So where exactly are we at when the book opens?

A new face appears, hoping to be able to finally put the case to bed. Lane Holland needs the reward money, as he wants to finance his younger sister’s Lynnie’s university course so she doesn’t have to work at all sorts of menial jobs, which would end up eating into her study time, as he knows from personal experience – it’s how he financed his Criminology degree. (I’ve been there – just after moving into a flat in Glasgow’s West End I found a job waitressing in a pizzeria on Gibson Street, for £12 a night. What was meant to be two nights a week soon became five, and I was very popular with my three flatmates, too, as when I left at 11 pm the chef would insist I took a pizza – a meal was a perk of the job. I used to see my flatmates hanging out the window as I walked home with the box! Happy days…anyway, I digress…!)

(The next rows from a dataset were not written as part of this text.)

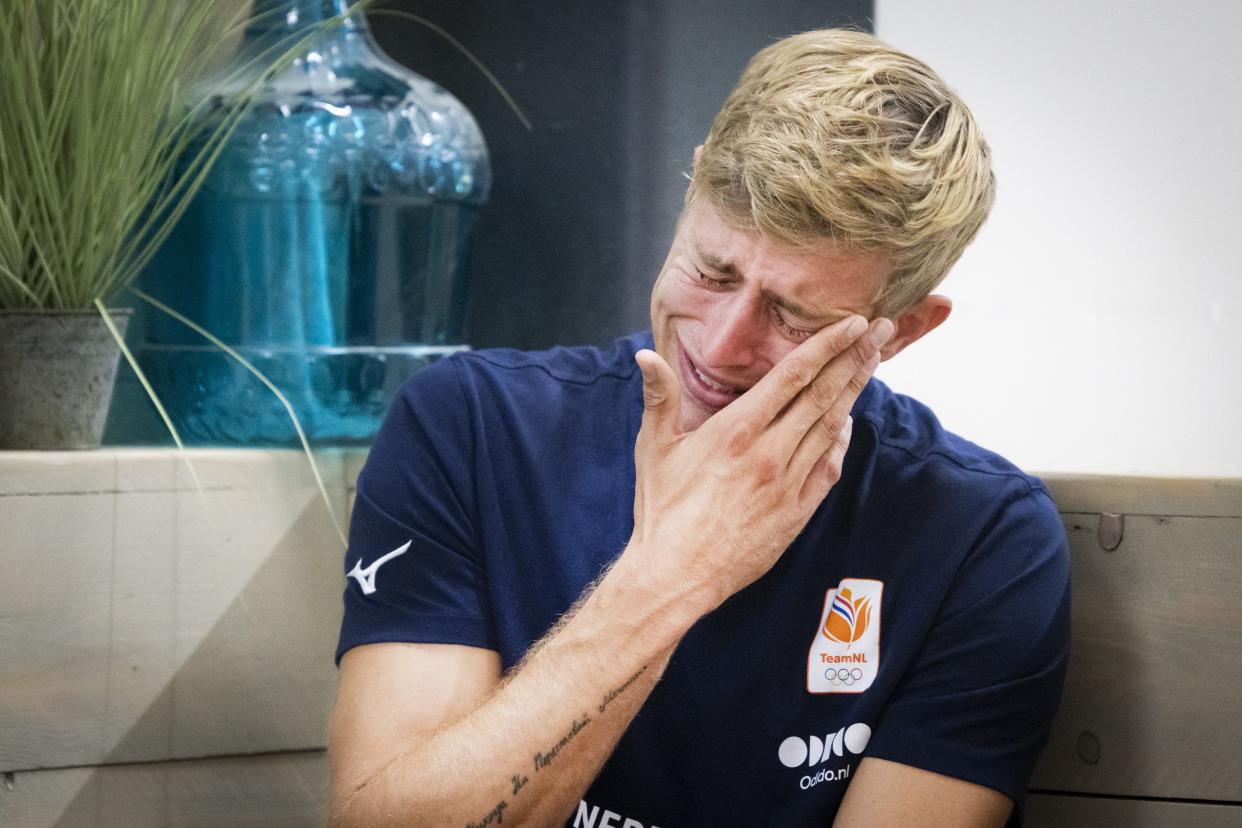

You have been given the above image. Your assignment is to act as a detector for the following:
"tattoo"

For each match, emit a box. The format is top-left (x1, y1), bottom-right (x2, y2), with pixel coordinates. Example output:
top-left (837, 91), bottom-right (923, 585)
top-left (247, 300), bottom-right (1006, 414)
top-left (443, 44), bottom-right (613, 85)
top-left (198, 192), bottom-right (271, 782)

top-left (596, 667), bottom-right (647, 715)
top-left (535, 713), bottom-right (591, 772)
top-left (466, 667), bottom-right (647, 828)
top-left (466, 799), bottom-right (509, 828)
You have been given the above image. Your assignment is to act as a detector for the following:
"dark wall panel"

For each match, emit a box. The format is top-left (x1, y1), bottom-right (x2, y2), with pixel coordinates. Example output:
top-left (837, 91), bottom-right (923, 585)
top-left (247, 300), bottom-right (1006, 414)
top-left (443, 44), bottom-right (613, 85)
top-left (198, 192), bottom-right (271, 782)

top-left (371, 0), bottom-right (873, 348)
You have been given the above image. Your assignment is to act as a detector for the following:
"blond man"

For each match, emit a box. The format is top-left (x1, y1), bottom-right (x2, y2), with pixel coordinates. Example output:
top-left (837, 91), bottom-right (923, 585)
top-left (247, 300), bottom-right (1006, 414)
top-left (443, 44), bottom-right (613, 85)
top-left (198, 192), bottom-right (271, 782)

top-left (330, 30), bottom-right (1068, 828)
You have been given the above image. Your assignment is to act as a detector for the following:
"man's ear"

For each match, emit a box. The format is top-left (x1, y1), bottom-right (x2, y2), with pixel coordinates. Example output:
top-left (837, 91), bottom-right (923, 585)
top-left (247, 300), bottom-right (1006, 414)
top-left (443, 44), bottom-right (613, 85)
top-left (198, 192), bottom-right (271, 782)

top-left (879, 293), bottom-right (953, 361)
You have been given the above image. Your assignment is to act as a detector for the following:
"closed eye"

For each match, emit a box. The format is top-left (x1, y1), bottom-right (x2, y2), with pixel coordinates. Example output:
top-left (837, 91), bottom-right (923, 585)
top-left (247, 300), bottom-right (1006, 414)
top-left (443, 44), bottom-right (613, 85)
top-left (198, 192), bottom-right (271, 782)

top-left (694, 267), bottom-right (729, 288)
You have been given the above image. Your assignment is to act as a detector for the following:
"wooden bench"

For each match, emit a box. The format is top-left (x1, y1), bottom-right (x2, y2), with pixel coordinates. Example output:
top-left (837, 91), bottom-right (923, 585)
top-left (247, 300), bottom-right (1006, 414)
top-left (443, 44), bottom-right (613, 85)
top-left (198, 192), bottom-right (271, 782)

top-left (0, 449), bottom-right (1242, 827)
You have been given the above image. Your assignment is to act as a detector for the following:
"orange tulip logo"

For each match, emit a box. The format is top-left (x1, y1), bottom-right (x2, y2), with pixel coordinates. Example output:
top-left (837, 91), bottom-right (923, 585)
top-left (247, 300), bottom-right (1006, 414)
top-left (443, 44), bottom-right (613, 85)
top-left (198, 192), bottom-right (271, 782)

top-left (823, 588), bottom-right (871, 644)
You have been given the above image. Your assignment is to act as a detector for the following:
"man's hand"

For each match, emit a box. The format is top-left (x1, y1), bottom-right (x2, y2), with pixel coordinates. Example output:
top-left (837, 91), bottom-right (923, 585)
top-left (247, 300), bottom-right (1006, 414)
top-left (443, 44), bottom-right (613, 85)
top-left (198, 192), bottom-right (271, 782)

top-left (630, 315), bottom-right (893, 612)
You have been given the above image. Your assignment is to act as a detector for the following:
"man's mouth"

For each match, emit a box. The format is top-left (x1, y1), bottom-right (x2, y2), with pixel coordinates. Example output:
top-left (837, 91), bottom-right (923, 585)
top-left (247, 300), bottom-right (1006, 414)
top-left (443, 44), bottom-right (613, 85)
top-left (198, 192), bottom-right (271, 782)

top-left (678, 344), bottom-right (745, 408)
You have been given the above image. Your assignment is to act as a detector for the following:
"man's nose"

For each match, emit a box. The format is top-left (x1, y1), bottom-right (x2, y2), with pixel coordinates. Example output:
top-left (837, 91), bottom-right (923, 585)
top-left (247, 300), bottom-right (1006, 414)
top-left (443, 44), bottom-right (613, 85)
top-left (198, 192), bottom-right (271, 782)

top-left (699, 292), bottom-right (768, 367)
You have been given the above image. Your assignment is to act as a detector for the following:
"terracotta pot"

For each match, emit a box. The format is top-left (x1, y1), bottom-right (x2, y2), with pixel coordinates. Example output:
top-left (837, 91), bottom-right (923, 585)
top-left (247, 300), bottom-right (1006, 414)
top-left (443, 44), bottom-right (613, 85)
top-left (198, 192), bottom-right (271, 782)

top-left (0, 309), bottom-right (132, 449)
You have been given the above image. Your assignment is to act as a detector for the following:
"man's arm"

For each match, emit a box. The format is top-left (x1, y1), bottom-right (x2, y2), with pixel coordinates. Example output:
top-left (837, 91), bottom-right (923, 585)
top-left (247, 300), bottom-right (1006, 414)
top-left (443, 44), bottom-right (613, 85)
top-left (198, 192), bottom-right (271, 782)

top-left (332, 317), bottom-right (892, 826)
top-left (832, 757), bottom-right (1013, 828)
top-left (329, 563), bottom-right (688, 826)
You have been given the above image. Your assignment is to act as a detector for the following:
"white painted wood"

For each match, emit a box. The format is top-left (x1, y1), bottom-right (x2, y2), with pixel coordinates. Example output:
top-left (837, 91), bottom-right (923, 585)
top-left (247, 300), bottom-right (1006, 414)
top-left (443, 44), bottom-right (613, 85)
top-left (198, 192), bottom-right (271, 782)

top-left (173, 488), bottom-right (344, 756)
top-left (1023, 793), bottom-right (1242, 828)
top-left (0, 451), bottom-right (117, 496)
top-left (1031, 514), bottom-right (1242, 801)
top-left (1042, 474), bottom-right (1242, 518)
top-left (0, 751), bottom-right (328, 828)
top-left (0, 452), bottom-right (345, 771)
top-left (0, 491), bottom-right (114, 770)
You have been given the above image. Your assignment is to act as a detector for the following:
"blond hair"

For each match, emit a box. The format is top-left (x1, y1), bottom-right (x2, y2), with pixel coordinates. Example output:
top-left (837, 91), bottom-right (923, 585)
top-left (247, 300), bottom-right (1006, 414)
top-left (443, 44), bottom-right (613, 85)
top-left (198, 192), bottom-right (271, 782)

top-left (689, 29), bottom-right (996, 315)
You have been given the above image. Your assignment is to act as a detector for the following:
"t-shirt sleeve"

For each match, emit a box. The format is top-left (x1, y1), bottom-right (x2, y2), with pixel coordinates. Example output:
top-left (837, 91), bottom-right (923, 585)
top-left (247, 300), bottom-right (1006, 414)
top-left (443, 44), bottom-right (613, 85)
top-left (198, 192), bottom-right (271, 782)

top-left (337, 358), bottom-right (496, 663)
top-left (867, 490), bottom-right (1069, 808)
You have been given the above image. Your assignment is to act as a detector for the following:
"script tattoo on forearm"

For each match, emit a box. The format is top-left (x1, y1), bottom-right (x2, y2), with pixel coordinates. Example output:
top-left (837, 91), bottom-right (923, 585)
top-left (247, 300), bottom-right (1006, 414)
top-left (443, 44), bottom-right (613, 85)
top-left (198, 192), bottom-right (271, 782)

top-left (466, 667), bottom-right (647, 828)
top-left (596, 667), bottom-right (647, 715)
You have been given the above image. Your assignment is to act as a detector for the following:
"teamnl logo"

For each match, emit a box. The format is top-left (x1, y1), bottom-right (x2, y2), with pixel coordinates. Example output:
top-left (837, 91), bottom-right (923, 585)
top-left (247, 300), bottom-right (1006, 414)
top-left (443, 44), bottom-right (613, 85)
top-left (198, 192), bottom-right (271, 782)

top-left (806, 578), bottom-right (884, 693)
top-left (776, 721), bottom-right (871, 791)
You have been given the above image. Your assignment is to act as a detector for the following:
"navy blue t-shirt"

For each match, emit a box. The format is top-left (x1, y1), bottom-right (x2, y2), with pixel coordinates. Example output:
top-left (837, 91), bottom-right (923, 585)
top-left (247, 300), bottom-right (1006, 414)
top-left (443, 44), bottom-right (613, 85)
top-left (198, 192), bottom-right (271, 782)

top-left (337, 333), bottom-right (1069, 828)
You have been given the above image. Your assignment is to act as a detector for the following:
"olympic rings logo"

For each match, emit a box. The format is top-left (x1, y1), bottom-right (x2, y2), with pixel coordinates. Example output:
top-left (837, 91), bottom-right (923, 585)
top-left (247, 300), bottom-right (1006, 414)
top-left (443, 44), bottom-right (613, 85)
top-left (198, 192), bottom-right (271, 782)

top-left (823, 667), bottom-right (862, 688)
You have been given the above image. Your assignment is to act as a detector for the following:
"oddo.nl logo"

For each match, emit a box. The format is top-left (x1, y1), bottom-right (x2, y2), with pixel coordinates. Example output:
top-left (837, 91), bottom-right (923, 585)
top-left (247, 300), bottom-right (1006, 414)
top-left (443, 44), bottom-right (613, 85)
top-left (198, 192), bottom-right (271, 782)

top-left (776, 721), bottom-right (871, 791)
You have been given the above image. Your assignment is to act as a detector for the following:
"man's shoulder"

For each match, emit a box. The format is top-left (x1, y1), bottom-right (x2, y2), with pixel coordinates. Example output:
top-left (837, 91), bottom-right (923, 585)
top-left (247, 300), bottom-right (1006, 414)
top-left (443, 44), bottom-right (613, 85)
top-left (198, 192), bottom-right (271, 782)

top-left (856, 380), bottom-right (1052, 506)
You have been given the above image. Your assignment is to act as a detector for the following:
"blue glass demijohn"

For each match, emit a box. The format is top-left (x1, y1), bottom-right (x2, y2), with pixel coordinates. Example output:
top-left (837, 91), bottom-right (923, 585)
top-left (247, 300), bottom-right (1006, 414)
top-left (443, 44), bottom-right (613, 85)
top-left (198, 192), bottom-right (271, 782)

top-left (139, 0), bottom-right (491, 446)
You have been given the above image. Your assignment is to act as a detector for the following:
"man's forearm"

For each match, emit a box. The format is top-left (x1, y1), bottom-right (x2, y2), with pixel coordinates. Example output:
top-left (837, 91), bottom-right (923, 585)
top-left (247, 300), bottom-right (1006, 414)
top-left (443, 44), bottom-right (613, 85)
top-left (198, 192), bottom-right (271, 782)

top-left (333, 556), bottom-right (702, 826)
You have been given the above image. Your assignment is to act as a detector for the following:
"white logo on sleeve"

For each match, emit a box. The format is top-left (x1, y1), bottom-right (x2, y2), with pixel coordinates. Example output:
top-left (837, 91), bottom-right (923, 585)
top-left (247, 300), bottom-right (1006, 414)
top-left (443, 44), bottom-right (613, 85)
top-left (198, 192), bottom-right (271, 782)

top-left (347, 539), bottom-right (414, 595)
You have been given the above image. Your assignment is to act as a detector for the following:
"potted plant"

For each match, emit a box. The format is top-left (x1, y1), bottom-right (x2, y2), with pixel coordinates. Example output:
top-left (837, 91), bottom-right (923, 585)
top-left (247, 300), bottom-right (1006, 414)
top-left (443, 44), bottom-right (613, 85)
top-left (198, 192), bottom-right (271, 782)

top-left (0, 0), bottom-right (350, 449)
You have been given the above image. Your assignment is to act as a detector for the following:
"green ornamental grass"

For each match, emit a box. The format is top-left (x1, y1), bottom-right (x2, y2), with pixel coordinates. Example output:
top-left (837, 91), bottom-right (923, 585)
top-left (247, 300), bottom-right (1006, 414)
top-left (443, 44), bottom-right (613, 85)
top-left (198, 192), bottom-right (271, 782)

top-left (0, 0), bottom-right (339, 310)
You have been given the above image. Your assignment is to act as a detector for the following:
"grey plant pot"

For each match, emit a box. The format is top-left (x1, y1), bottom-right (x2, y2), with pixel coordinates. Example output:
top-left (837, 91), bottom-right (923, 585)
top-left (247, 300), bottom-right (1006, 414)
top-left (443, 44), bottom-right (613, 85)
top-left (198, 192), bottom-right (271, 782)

top-left (0, 308), bottom-right (132, 449)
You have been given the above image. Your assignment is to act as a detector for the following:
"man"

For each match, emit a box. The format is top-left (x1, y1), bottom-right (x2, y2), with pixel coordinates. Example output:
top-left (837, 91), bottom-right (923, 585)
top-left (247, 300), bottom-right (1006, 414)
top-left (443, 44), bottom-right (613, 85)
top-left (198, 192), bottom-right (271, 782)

top-left (329, 31), bottom-right (1068, 828)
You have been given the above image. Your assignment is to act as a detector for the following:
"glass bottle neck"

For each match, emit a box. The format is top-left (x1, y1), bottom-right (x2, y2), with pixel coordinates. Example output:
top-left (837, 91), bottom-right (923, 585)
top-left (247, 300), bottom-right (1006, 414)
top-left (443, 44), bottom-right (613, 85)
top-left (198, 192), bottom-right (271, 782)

top-left (247, 0), bottom-right (351, 36)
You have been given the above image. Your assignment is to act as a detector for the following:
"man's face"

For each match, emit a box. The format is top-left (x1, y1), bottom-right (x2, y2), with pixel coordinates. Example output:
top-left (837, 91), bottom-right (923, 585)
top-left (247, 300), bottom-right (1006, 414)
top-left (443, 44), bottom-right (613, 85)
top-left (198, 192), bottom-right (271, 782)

top-left (651, 197), bottom-right (887, 431)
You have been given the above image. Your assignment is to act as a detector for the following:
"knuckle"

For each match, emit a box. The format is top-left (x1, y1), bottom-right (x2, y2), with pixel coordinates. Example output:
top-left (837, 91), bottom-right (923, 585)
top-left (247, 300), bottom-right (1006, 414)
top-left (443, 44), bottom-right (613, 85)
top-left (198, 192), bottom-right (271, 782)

top-left (810, 376), bottom-right (841, 408)
top-left (780, 360), bottom-right (816, 389)
top-left (750, 457), bottom-right (780, 487)
top-left (724, 425), bottom-right (755, 457)
top-left (847, 371), bottom-right (871, 396)
top-left (850, 345), bottom-right (871, 371)
top-left (823, 461), bottom-right (841, 483)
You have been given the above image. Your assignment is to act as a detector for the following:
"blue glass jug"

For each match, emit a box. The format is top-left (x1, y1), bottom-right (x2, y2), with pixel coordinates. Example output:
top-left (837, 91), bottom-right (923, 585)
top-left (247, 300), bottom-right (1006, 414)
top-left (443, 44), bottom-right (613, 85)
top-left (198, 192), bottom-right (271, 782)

top-left (139, 0), bottom-right (491, 446)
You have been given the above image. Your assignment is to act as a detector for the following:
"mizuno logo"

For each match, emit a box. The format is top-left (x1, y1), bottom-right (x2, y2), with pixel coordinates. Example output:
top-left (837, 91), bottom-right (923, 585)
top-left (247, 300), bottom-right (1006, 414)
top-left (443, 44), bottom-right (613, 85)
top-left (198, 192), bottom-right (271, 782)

top-left (348, 540), bottom-right (414, 595)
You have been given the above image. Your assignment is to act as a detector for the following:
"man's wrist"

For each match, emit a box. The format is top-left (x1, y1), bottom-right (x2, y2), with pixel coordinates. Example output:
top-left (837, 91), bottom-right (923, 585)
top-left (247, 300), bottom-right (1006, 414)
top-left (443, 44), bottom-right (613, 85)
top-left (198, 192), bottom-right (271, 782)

top-left (587, 547), bottom-right (714, 653)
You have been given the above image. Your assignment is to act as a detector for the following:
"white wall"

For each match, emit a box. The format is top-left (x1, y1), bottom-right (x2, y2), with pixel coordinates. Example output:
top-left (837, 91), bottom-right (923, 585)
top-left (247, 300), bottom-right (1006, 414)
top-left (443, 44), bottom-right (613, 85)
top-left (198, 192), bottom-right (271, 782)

top-left (876, 0), bottom-right (1242, 475)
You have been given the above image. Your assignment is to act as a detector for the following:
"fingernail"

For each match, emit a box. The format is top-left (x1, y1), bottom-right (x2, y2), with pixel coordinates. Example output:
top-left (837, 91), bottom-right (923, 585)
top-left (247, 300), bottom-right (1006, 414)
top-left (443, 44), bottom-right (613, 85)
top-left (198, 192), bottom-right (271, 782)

top-left (871, 318), bottom-right (893, 348)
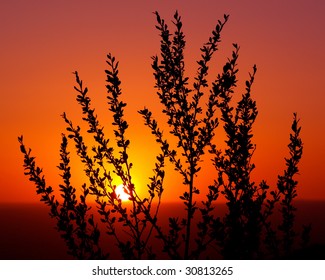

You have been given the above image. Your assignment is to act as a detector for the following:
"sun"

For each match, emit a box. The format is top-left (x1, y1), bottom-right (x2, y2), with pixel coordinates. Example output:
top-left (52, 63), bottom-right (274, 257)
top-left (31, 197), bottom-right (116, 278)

top-left (115, 184), bottom-right (130, 201)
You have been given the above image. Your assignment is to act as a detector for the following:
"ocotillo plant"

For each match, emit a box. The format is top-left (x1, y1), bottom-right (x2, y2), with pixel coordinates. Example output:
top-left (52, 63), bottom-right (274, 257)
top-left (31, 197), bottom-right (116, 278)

top-left (18, 12), bottom-right (308, 259)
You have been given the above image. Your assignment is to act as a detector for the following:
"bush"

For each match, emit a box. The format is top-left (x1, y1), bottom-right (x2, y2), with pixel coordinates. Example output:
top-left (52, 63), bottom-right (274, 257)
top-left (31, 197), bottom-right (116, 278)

top-left (18, 12), bottom-right (310, 259)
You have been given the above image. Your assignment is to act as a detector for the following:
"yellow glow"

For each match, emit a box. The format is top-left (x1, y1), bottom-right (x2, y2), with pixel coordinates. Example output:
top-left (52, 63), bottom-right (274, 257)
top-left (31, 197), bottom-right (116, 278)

top-left (115, 184), bottom-right (130, 201)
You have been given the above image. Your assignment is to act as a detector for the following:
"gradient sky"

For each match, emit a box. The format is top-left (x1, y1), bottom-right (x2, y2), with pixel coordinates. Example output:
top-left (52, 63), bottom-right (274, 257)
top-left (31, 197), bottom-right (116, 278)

top-left (0, 0), bottom-right (325, 202)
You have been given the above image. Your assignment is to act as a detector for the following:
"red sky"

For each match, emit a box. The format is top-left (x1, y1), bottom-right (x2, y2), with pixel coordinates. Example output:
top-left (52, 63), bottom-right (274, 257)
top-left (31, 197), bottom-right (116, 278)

top-left (0, 0), bottom-right (325, 202)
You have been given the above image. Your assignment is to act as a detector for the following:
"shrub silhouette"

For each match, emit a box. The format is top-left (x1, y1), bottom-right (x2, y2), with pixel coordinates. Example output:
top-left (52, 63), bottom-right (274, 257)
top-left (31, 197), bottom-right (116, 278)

top-left (18, 12), bottom-right (310, 259)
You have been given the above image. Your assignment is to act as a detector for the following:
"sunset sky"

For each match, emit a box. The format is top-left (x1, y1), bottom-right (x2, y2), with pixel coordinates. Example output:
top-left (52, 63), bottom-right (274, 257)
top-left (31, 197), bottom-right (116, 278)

top-left (0, 0), bottom-right (325, 203)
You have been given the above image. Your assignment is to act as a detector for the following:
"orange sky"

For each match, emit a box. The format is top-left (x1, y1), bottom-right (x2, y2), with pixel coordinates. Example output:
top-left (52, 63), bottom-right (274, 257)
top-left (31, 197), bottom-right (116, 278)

top-left (0, 0), bottom-right (325, 202)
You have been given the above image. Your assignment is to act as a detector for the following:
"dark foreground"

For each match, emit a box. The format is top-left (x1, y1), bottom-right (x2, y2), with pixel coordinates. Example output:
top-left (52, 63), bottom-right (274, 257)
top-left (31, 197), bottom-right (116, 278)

top-left (0, 201), bottom-right (325, 260)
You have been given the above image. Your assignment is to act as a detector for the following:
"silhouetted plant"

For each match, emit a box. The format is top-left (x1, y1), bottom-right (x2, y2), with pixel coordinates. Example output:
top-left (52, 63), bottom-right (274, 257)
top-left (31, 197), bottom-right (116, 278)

top-left (18, 12), bottom-right (310, 259)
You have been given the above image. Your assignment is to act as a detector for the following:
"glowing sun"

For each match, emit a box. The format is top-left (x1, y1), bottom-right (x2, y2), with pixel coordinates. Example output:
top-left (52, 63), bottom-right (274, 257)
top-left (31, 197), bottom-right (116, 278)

top-left (115, 184), bottom-right (130, 201)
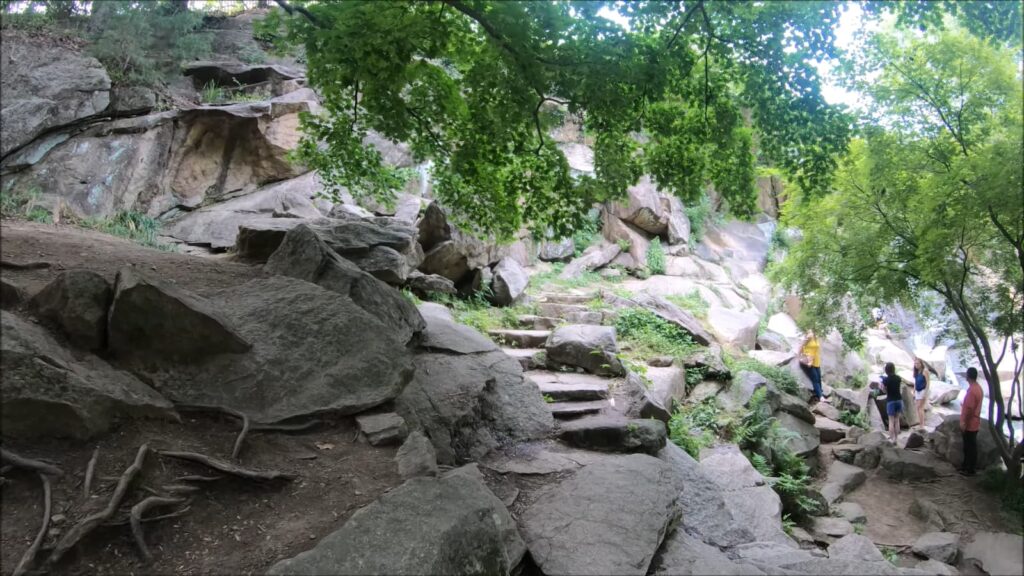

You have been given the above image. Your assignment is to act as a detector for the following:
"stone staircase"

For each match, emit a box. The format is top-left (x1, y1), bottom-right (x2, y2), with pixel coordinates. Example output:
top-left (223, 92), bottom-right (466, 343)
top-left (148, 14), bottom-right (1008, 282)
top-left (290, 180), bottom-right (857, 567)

top-left (488, 293), bottom-right (616, 420)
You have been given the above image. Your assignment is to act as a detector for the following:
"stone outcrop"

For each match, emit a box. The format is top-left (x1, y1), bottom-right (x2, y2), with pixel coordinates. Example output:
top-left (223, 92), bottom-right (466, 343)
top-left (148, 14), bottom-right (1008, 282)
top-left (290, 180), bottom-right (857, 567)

top-left (30, 271), bottom-right (114, 351)
top-left (263, 224), bottom-right (426, 344)
top-left (544, 324), bottom-right (623, 376)
top-left (519, 454), bottom-right (679, 576)
top-left (0, 312), bottom-right (177, 440)
top-left (396, 315), bottom-right (553, 463)
top-left (0, 30), bottom-right (111, 157)
top-left (269, 465), bottom-right (525, 575)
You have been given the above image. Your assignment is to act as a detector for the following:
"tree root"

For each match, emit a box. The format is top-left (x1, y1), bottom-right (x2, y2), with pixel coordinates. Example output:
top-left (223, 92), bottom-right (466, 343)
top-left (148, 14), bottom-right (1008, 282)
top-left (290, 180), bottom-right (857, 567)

top-left (249, 418), bottom-right (323, 433)
top-left (175, 404), bottom-right (250, 460)
top-left (82, 446), bottom-right (99, 500)
top-left (157, 450), bottom-right (296, 482)
top-left (12, 472), bottom-right (52, 576)
top-left (46, 444), bottom-right (150, 566)
top-left (0, 448), bottom-right (63, 476)
top-left (0, 260), bottom-right (53, 270)
top-left (129, 496), bottom-right (185, 564)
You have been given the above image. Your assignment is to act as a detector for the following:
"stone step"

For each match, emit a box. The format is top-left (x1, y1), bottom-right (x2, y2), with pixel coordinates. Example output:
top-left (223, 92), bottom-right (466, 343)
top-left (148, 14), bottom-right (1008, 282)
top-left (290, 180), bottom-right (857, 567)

top-left (516, 314), bottom-right (564, 330)
top-left (523, 370), bottom-right (608, 402)
top-left (487, 330), bottom-right (551, 348)
top-left (548, 400), bottom-right (611, 418)
top-left (502, 347), bottom-right (544, 372)
top-left (537, 302), bottom-right (591, 318)
top-left (537, 292), bottom-right (599, 304)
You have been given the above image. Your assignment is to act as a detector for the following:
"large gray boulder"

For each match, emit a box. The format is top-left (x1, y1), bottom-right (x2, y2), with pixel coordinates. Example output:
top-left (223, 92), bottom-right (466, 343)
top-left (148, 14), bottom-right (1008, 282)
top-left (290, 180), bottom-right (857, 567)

top-left (647, 528), bottom-right (764, 576)
top-left (395, 314), bottom-right (554, 464)
top-left (544, 324), bottom-right (624, 376)
top-left (490, 256), bottom-right (529, 306)
top-left (558, 416), bottom-right (667, 455)
top-left (263, 224), bottom-right (426, 343)
top-left (821, 460), bottom-right (867, 505)
top-left (775, 412), bottom-right (821, 458)
top-left (30, 271), bottom-right (114, 351)
top-left (657, 443), bottom-right (757, 545)
top-left (0, 30), bottom-right (111, 157)
top-left (0, 312), bottom-right (177, 440)
top-left (700, 444), bottom-right (796, 547)
top-left (929, 414), bottom-right (1002, 469)
top-left (708, 305), bottom-right (761, 349)
top-left (108, 268), bottom-right (252, 367)
top-left (538, 238), bottom-right (575, 262)
top-left (879, 446), bottom-right (954, 480)
top-left (519, 454), bottom-right (679, 576)
top-left (123, 276), bottom-right (413, 422)
top-left (269, 464), bottom-right (525, 575)
top-left (911, 532), bottom-right (959, 564)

But Lane is no stranger to crime solving, is he? Hasn’t he already had some success solving cold cases?

He has, and has already received two rewards for solving cold cases involving missing girls or young women. However, they weren’t nearly so high profile as the McCreery case – and nor were the rewards so substantial.

It takes a fair bit of time to build up trust with Mina who, understandably, is tired of gawkers and rubberneckers, and people who think she – or one of her family – may know more than they’ve hitherto revealed about Evie’s death. Unlike her late mother, Mina and her father don’t court the media, and do what they can to get by in farming, as well as a call centre job working from home Mina has, advising other farmers, many in despair at the state of the industry, on behalf of the Australian Government.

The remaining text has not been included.